Les adultes de demain, à savoir les adolescents entre 12 et 17 ans, utilisent internet pour exprimer leur créativité. Ainsi 33% de cette tranche d’âge, connecté à internet, partage ses propres créations en ligne : dessins, photos, histoires ou vidéos. 19% d’entre eux remixent le contenu qu’ils trouvent en ligne pour en faire des créations propres.[1] Ce phénomène s’appelle le Consumer Generated Content ou CGC. Cette tendance est particulièrement développée dans les jeux vidéos où les joueurs créent par exemple des niveaux supplémentaires
La création s’est démocratisée, dans le sens où les outils sont de plus en plus abordables pour le grand public. Se développe ainsi dans la même lignée le « Do It Yourself [2]» ou DIY[3], que Jean Pierre Jeunet a bien résumé : En Octobre 2004, lors de l’avant-première du Long Dimanche de Fiançailles, David, 14 ans, demande maladroitement au réalisateur d’Amélie Poulain : « Comment on fait pour devenir réalisateur ? ». Le metteur en scène embraye et formule une réponse sous forme de question ressemble à une esquive en apparance, et pourtant : « Tu veux être réalisateur ou faire des films ? (…) Parce que si tu veux faire des films, vas-y, rien ne t'en empêche ! Surtout de nos jours avec le numérique, tu peux tout faire chez toi, faire du neuf, relever tes propres défis ! Quelle idée de devenir réalisateur !? »[4].
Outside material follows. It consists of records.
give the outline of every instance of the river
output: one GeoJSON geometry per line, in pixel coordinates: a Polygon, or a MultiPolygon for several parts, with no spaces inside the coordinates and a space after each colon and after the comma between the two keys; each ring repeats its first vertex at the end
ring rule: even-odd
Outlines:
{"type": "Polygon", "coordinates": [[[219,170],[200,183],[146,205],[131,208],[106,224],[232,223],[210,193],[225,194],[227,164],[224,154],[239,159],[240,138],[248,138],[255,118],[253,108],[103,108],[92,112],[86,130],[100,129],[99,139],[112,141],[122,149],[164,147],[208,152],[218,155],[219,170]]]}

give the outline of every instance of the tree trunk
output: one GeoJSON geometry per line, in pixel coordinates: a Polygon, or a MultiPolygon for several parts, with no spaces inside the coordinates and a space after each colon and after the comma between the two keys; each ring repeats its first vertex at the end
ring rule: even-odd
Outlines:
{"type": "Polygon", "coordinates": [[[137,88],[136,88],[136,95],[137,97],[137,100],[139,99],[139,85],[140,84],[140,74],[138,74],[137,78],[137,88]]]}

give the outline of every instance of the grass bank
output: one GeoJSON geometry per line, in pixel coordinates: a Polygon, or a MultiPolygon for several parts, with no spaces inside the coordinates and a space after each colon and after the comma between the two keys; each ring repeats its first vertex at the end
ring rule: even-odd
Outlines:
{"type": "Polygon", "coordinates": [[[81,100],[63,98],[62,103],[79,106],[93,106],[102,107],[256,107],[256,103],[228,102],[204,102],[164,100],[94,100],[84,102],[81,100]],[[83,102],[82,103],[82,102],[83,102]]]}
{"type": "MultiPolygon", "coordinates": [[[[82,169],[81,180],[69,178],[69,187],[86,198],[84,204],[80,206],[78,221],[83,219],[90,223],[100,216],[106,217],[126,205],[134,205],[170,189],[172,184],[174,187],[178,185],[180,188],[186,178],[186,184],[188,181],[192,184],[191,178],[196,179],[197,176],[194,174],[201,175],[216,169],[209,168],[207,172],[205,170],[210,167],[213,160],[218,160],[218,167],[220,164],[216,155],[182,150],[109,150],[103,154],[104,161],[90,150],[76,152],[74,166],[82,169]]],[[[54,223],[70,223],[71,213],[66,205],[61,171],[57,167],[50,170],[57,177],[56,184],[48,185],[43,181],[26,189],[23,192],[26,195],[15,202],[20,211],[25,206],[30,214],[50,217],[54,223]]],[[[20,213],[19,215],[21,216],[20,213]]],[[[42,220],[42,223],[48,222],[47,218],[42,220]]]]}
Cette affirmation de Jean-Pierre Jeunet est renforcée par le fait que les plus récentes caméras se rapprochent de vrais outils de cinéma, à des prix abordables. On peut d’ors et déjà observer sur le net la création de films « amateurs », comme Star Wars Revelation, qui incluent des effets spéciaux dignes de Georges Lucas, pour 20 000 dollars de budget. Mis à disposition librement sur internet[5], téléchargeable via les derniers outils de P2P comme BitTorrent, ce dernier a été copié plus de deux millions de fois en trois semaines[6]. Cette audience pourrait faire rougir de nombreux réalisateurs dont c’est l’activité à plein temps.
Dans la musique également, les outils grands publics rivalisent dans une certaine mesure avec ceux des professionnels : l’apparition des « home studio » permet des enregistrements musicaux à domicile, de qualité très pointue. Benjamin Labarthe[7] rapporte les propos d’un professionnel de l’industrie, estimant que : « L’émergence des home-studio rend possible, si ce n’est probable, le fait que des centaines de milliers d’individus ont maintenant la capacité d’enregistrer des demos de très bonne qualité pour quasiment rien alors que cela nécessitait auparavant de lever des fonds de 20, 30, $50 000 pour louer un studio réputé »[8]
[1] . Source : Pew Internet & Amercian
Life Project, “Teens content creators and consumers, 2 novembre 2005
[2] Littérallement « faîtes le vous-même », cette expression symbolise le fait que, de plus en plus, nous pouvons réaliser nous même des œuvres par nos propres moyens
[3] Pour plus d’information sur le sujet, je vous conseille le numéro 17 du magazine “BLAST », intitulé « Do it Yourself », numéro de mai/juin/juillet 2005
[4] Source: http://www.guyomcorp.com/demain/lesite/index_fr.php#, site internet du film "Demain la veille"
[5] http://www.panicstruckpro.com/revelations
[6] http://www.al.com/movies/mobileregister/index.ssf?/base/entertainment/1116494147327550.xml&coll=3
[7] Auteur de la these : "L'impact d'Internet sur l'industrie du Disque : vers un nouveau régime de croissance", Juillet 2005
[8] Cf. LEYSHON A., WEBB P., FRENCH S.,
THRIFT N; LOUISE, 2005, "On the reproduction of the music industry after
the Internet", Media, Culture and
Society (in press), p.30 (notre traduction).